There have been no under-average world temperature years since the 1970s. Some 224 heat records were set in 2018.

One of the greatest flaws in global warming is in its name itself, as cooling incidents are also an important part of climate change.

“Increasing volatility bringing very deep and profound impacts,” Keller said.

Polar vortex events bring extreme cold temperatures from the Arctic to mid-latitudes in the Northern Hemisphere. When warmer temperatures are experienced in the Arctic, which is experiencing warming at two to three times faster rate than the rest of the world, the jet stream can weaken, allowing cold air to travel south to the U.S.

In October, a rapid freeze-thaw-freeze cycle devastated local beet farmers, with 31 percent of local beets left unharvested.

“We see those extremes, those shifts, becoming much more varied and wide,” Tatum said.

On Dec. 5., Wyoming Gov. Mark Gordon wrote a letter to Sonny Perdue, U.S. Secretary of Agriculture, requesting disaster designation for the area. If granted, it will allow farmers to become eligible for financial disbursement from the U.S. Department of Agriculture.

Recurring polar vortex events in the Rocky Mountain region have created cooler and wetter spring and autumn seasons.
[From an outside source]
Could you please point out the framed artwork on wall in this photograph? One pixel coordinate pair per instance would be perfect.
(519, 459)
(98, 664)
When this weather follows a summer or winter drought, the soil becomes unstable and erodes. An extreme erosion event was seen in 2018 when heavy rainfall brought on massive rockslides on both sides of the Wind River Canyon and outside Yellowstone National Park.

Tatum also said many long-time residents he spoke with in Powell found the flash flood that city experienced in July unmatched by any other event in their recollection.

Increased water has a detrimental effect on the globe as a whole. More than 66 percent of all waterborne diseases are caused by individual precipitation events, Keller said.

There have been $653 billion in economic losses in the last two years worldwide due to natural disasters, and in 2012 Tatum said the United States shouldered two-thirds of the world’s economic impacts from disaster events.

“To be a fiscal conservative means to ask on this stuff intelligently with the science we have,” Keller said.

Keller was also critical of the coal industry and mentioned many more people are employed in the solar industry nationwide than coal, gas and oil energy combined. The problem is on a local scale few Wyoming jobs exist in solar, while entire communities like Kemmerer are dependent on the coal industry for employment. Keller said rather than focus on the jobs, it should be the impact of coal as a whole that concerns people.

“The environment impacts the economy, so I am no less a part of it (coal) than anybody else,” Keller said. “People should not only be concerned for their children’s economic future but their economic future as well.”

Nancy Ryan, a grandmother to three children, also attended the presentation.

“I want to do what I can for the last few years of my life to raise awareness of this,” she said.